The Path Not Chosen

I used to be a Path fanboy. It became the first application which got right everything other social networks got wrong:

  • There was zero concern about who would see what.
  • It allowed me to connect with my tech savvy friends yet finally include my mother and mother-in-law, who will never sign up for anything except an email address.
  • It removed all noise social networks typically inject. Instead, it’s only the most important moments in life.
  • It added sound to life casting, which invokes a more emotional memory.
  • Using Path was so ridiculously easy. Take a picture or 10-second video, pick a group of nouns (people, place, and thing), and you’re done.
  • And, most importantly, it made viewing past moments easy. You ever notice how anything you create in Facebook or Twitter or Instagram or whatever is impossibly lost? They are moments in time that are digested and thrown away within minutes. Forgotten forever. Good luck trying to find anything. (This is why Facebook is making a push to the “timeline” feature—it realizes it has no time axis, which I’ve called the “z-axis” to its social graph for years.) Path made it so I could browse these important moments in genius ways.

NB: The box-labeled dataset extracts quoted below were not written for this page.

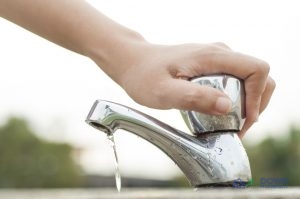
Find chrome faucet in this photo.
[86,75,251,187]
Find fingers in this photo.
[159,79,231,115]
[239,77,276,138]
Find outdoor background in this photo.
[0,0,300,187]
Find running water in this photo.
[107,133,121,192]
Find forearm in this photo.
[0,0,143,81]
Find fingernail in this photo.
[216,97,231,113]
[255,114,259,122]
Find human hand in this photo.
[109,43,275,137]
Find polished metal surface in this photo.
[181,75,245,134]
[86,100,251,187]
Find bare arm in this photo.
[0,0,275,136]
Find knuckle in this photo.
[214,42,230,49]
[256,60,270,75]
[268,77,276,90]
[183,89,201,109]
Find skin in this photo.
[0,0,275,137]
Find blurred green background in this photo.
[0,117,300,188]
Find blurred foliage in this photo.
[0,118,83,188]
[246,127,300,186]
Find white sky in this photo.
[0,0,300,178]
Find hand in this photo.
[110,43,275,137]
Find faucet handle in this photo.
[181,74,245,135]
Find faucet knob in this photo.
[181,74,245,135]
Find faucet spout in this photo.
[86,100,251,187]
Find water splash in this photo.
[107,133,122,192]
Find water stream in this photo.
[107,133,122,192]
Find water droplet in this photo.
[215,147,223,155]
[107,133,121,192]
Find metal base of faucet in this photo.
[86,100,251,187]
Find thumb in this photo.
[165,79,231,115]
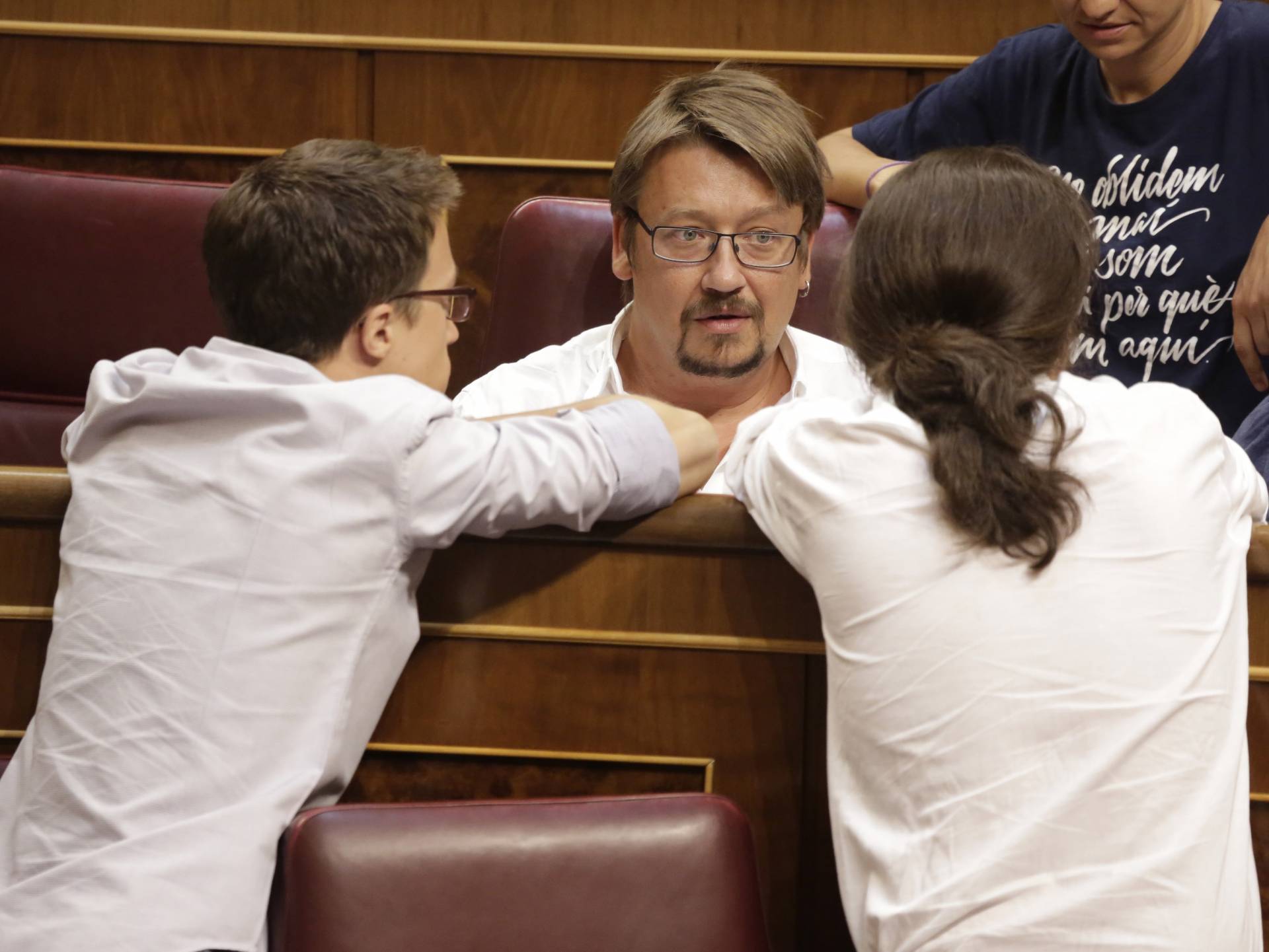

Recently, Path upgraded to a second version. It has been heralded as a design masterpiece. I think it has wrecked the magic.

They are attempting to be more like Foursquare, Facebook, and the like. The level of noise is absurd. I could care less about when someone went to sleep or where. I could care less what song they are listening to (I have social music services or personal conversation for that). I could care less about integration with other social networks. I could care less about the passive “check in” system a la Foursquare, which basically creates a moment only scoped to the “place” noun, and does it automatically whenever you check Path.

Path is about the simple capture of life’s most amazing moments, an easy way to share them regardless of digital divide, tight privacy, and easy access to those moments sometime in the future. Version is lost this vision.

And, regrettably, Version 2 is buggy as heck. I haven’t been able to post a moment since updating because the app crashes. This is so sad that yesterday at my extended family christmas, my mother and grandmother both asked “why they don’t get those cool emails anymore with the fun pictures”. Path has changed their lives too.

I would have paid $/mo for the old Path. Now, they are just another also-ran social network who lost what made them magical.